Y entonces la sonrisa se convirtió en una maliciosa mueca, y el joven Horatio cayó sobre sus manos y rodillas y avanzó galopando como un rayo por la habitación, y gorjeando con delirante alegría cuando su padre fue corriendo hacia él y lo cogió y lo lanzó al aire. Simple y delicioso placer. Y entonces, mientras Hornblower levantaba al bebé que pataleaba y gorjeaba con los brazos extendidos, tuvo un breve recuerdo del momento en que él mismo había estado suspendido en las jarcias de mesana en aquella ocasión en que el palo de mesana del Indefatigable cayó cuando él se encontraba encima. Aquel niño conocería el peligro y el riesgo… y el miedo también, al cabo de los años. No dejaría que esa idea empañara su felicidad presente. Bajó de nuevo al niño y luego volvió a subirlo con los brazos extendidos, una actuación maravillosa para él, a juzgar por los gorjeos que dejó escapar.
La posadera entró en la habitación, después de llamar a la puerta.
—Qué gran hombre —dijo, y Hornblower se esforzó por no sentirse orgulloso al verse sorprendido disfrutando así de la compañía de su hijito.
—No sé en qué estaba pensando, señor —siguió la posadera—, he olvidado preguntarle si quería cenar algo.
—¿Cenar? —exclamó Hornblower.
La última vez que había comido fue en el Painted Hall, en Greenwich.
—¿Jamón y huevos? —preguntó la posadera—. ¿O un poco de buey frío?
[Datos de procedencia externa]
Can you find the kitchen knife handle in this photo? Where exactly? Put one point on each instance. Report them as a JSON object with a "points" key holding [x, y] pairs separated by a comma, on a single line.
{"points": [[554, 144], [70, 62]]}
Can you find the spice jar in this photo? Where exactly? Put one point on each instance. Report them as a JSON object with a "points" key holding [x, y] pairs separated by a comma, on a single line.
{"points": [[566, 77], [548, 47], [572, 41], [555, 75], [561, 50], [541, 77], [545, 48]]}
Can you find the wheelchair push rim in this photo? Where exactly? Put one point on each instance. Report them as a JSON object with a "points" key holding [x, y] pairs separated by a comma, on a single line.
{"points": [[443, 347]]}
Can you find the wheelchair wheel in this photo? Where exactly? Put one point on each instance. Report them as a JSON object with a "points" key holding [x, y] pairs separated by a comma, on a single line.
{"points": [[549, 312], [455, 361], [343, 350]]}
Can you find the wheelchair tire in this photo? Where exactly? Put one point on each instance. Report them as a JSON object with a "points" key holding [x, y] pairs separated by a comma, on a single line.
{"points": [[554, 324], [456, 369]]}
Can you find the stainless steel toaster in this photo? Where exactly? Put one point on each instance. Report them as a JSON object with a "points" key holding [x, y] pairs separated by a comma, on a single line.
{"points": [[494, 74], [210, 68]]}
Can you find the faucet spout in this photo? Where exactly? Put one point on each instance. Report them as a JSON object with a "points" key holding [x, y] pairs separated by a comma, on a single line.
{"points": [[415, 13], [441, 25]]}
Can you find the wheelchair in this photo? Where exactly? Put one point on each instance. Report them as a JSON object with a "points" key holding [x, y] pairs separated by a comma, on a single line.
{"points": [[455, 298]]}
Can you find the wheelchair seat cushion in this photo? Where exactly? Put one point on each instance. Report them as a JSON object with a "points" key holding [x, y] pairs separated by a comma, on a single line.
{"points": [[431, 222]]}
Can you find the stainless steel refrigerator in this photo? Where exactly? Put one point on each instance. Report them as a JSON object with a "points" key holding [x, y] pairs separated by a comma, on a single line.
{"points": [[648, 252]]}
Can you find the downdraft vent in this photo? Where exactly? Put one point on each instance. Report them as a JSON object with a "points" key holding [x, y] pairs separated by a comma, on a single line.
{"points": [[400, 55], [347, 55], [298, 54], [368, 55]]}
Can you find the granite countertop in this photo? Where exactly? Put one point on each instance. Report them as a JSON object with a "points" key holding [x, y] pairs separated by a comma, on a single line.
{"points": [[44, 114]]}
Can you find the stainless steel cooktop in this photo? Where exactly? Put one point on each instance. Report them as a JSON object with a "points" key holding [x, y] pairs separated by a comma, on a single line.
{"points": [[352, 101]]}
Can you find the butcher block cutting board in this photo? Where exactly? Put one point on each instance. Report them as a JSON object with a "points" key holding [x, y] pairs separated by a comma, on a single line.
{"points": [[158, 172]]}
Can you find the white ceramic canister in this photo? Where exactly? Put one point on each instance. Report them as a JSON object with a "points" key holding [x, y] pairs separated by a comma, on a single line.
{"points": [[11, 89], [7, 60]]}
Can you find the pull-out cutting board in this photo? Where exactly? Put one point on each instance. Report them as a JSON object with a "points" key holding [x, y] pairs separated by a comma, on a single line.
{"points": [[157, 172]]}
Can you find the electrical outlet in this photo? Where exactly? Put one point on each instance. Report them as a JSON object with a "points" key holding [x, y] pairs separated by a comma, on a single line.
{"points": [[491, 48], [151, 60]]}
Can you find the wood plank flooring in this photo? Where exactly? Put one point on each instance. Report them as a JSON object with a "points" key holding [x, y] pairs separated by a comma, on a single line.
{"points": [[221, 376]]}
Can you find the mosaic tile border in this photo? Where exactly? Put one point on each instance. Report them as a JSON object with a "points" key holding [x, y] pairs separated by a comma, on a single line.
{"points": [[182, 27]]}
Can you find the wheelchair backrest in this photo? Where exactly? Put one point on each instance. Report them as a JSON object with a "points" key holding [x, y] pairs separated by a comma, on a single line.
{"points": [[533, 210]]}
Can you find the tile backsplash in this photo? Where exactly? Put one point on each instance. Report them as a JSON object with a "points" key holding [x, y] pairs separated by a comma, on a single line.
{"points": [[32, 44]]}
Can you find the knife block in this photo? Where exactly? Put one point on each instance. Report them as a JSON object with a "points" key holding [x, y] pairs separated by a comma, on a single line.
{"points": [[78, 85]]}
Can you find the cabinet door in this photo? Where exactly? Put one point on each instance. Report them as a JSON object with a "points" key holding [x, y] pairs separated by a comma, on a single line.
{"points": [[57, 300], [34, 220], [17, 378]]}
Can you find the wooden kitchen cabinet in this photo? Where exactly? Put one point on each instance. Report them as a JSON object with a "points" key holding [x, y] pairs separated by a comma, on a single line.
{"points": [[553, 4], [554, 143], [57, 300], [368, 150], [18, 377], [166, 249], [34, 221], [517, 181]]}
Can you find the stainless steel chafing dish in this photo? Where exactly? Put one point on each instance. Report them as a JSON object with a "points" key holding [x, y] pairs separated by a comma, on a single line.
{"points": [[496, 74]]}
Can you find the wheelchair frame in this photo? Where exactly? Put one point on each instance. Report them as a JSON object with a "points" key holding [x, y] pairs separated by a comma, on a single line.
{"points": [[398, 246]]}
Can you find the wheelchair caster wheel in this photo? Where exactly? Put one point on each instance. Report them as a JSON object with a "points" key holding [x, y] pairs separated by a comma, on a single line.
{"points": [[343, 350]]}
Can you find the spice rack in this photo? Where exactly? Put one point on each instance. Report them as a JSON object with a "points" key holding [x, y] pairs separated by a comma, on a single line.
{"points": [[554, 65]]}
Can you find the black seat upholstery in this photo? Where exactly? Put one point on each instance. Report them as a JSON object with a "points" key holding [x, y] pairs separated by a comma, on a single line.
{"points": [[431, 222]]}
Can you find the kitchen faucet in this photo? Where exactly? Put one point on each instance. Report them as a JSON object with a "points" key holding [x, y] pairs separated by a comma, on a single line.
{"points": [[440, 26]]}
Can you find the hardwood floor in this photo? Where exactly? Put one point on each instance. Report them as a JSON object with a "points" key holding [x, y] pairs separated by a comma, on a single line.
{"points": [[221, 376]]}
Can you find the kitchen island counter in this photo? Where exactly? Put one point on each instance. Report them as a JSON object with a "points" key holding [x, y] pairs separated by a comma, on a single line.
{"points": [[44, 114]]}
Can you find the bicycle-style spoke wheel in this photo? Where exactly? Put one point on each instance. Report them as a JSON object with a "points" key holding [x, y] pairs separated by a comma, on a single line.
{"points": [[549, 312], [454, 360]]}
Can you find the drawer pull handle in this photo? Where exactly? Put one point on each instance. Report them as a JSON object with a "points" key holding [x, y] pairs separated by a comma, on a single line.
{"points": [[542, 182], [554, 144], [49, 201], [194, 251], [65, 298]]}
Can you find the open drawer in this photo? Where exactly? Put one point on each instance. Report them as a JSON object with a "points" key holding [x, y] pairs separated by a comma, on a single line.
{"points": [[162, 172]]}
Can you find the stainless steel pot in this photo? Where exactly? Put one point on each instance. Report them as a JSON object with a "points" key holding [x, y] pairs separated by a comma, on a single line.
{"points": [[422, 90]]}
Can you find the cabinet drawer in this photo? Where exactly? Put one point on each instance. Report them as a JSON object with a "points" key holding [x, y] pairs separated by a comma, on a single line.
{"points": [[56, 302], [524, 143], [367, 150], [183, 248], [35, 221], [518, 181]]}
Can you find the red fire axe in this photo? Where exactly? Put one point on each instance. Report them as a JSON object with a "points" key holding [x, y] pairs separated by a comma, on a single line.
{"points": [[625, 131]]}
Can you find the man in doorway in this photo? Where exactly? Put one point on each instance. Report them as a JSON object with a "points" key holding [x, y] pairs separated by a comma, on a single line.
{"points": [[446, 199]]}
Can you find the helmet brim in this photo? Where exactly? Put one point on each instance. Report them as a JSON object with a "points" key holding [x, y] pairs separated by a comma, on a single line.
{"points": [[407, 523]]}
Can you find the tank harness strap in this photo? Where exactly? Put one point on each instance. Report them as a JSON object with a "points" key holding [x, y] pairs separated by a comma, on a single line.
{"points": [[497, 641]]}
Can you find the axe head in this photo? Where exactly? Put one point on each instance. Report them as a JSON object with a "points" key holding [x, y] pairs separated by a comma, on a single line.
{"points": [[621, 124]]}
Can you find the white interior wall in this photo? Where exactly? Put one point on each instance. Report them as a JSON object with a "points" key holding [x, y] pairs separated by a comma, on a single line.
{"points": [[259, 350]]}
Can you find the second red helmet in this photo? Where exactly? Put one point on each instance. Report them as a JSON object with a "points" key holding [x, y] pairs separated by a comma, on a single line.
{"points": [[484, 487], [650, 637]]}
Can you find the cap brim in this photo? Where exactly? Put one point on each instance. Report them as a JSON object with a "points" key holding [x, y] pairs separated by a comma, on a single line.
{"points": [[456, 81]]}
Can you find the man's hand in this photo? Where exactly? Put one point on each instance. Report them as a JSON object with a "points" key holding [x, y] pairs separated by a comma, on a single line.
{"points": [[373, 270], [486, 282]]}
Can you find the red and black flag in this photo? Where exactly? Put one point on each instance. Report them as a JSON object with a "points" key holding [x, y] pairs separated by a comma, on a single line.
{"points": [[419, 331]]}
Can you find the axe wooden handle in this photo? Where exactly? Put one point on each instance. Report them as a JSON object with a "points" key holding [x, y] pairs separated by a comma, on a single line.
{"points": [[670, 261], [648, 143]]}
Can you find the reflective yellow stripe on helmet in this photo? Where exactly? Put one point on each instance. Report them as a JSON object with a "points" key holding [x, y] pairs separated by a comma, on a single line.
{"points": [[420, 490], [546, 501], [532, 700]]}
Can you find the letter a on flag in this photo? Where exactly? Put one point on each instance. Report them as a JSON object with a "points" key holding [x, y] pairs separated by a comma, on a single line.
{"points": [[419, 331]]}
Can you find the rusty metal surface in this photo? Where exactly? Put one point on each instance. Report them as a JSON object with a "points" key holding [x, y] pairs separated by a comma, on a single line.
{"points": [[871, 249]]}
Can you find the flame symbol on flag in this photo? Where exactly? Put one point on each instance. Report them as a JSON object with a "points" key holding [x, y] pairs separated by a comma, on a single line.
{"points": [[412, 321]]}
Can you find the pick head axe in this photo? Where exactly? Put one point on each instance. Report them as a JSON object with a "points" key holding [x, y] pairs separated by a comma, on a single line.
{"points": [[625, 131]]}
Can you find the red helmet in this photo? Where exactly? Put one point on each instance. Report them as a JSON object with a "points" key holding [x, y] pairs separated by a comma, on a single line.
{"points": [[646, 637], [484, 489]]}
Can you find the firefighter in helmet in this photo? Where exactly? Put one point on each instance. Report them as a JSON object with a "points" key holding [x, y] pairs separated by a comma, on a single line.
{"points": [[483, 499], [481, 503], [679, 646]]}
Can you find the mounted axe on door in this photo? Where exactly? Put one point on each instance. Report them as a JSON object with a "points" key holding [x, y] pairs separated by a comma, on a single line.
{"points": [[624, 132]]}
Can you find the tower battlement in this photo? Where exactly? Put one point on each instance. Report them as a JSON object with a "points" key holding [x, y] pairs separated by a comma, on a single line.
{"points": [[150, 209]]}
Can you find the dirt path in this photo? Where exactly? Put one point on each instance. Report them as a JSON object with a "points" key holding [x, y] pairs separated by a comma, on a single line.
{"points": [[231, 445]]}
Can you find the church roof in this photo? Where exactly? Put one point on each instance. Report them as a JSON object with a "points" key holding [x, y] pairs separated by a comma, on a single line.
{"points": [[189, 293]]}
—Las dos cosas, por favor —dijo Hornblower.
—En un periquete lo tendrá usted todo —respondió la posadera—. Entretenga un poquito a ese muchacho mientras se lo preparo.
—Debería volver con la señora Hornblower.
—Podrá arreglárselas durante diez minutos más sin usted —dijo la posadera, cortante.
El olor del jamón y los huevos era celestial. Hornblower se sentó a comer con gran apetito mientras Emily llevaba a acostar al pequeño Horatio. Y después del jamón y los huevos, el buey frío y las cebollas en conserva, y una jarra de cerveza, otro sencillo placer, el de comer hasta reventar y más aún. El hecho de saber que estaba comiendo demasiado le resultaba estimulante, a él, que casi siempre se mantenía dentro de los límites y que siempre contemplaba la excesiva indulgencia con sospecha y desprecio. Una vez cumplido su deber con completo éxito aquel día, por una vez no tenía que preocuparse del mañana, ni siquiera sabiendo que al cabo de dos días se vería embarcado en la experiencia aterradora de asistir a la recepción del rey.
Y María había superado con éxito su prueba, y ahora tenía una hijita que sería tan adorable como su hijo. Entonces estornudó tres veces seguidas.